创新实训爬虫篇2——《山东大学相关知网文章爬虫》_# 获取作者单位 print('正在获取institute...') try:-CSDN博客

本文链接：https://blog.csdn.net/m0_62303445/article/details/139135105

前言

在当今数据驱动的时代，如何高效地从网络中获取有用的信息成为了研究人员和开发者们关心的重要问题。本文将介绍如何通过Python编写爬虫，结合Selenium自动化工具，从中国知网（CNKI）中爬取有关山东大学的学术数据。希望通过分享我的实践经验，能为有类似需求的读者提供一些参考。

爬虫工具简介

Selenium 是一个用于Web应用程序测试的工具。它提供了一系列的API，可以驱动浏览器执行各种操作，如点击、输入文本、获取页面元素等。通过Selenium，我们可以模拟人类操作，自动化地进行网页数据的爬取。

爬取目标

本次爬取的目标是获取中国知网中关于“大数据”主题的学术论文，并提取以下信息：

论文基本信息：标题、作者、发表日期、来源、数据库等。
作者详细信息：作者所在机构、标签、总发文量、总下载量、关注领域等。

爬虫代码实现

以下是完整的爬虫代码：

import time
import concurrent.futures
from selenium import webdriver
from selenium.webdriver.support.ui import WebDriverWait
from selenium.webdriver.support import expected_conditions as EC
from selenium.webdriver.common.by import By
from selenium.webdriver.common.desired_capabilities import DesiredCapabilities
from selenium.webdriver.common.action_chains import ActionChains
import os
import csv

def webserver():
    desired_capabilities = DesiredCapabilities.EDGE
    desired_capabilities["pageLoadStrategy"] = "none"

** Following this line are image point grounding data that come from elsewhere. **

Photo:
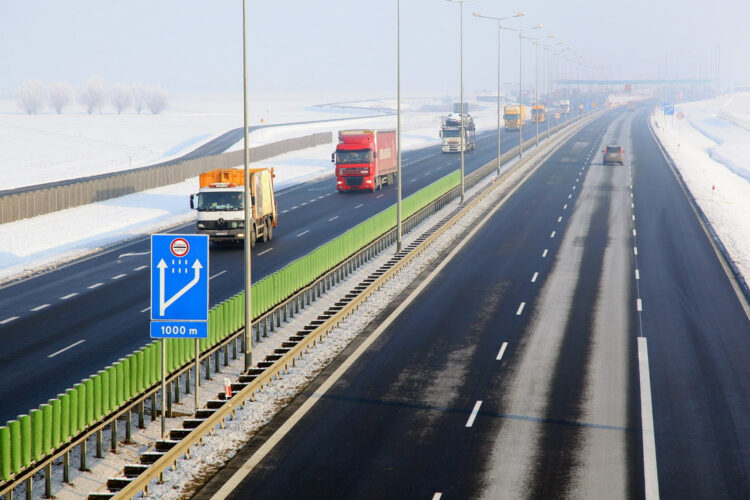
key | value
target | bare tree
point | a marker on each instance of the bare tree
(121, 97)
(31, 96)
(156, 99)
(60, 95)
(93, 93)
(139, 97)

    options = webdriver.EdgeOptions()
    options.add_experimental_option("prefs", {"profile.managed_default_content_settings.images": 2})

    driver = webdriver.Edge(options=options)
    return driver

def open_page(driver, keyword):
    driver.get("https://kns.cnki.net/kns8/AdvSearch")
    time.sleep(1)

    opt = driver.find_element(By.CSS_SELECTOR, 'div.sort-list')
    driver.execute_script("arguments[0].setAttribute('style', 'display: block;')", opt)

    ActionChains(driver).move_to_element(driver.find_element(By.CSS_SELECTOR, 'li[data-val="RP"]')).perform()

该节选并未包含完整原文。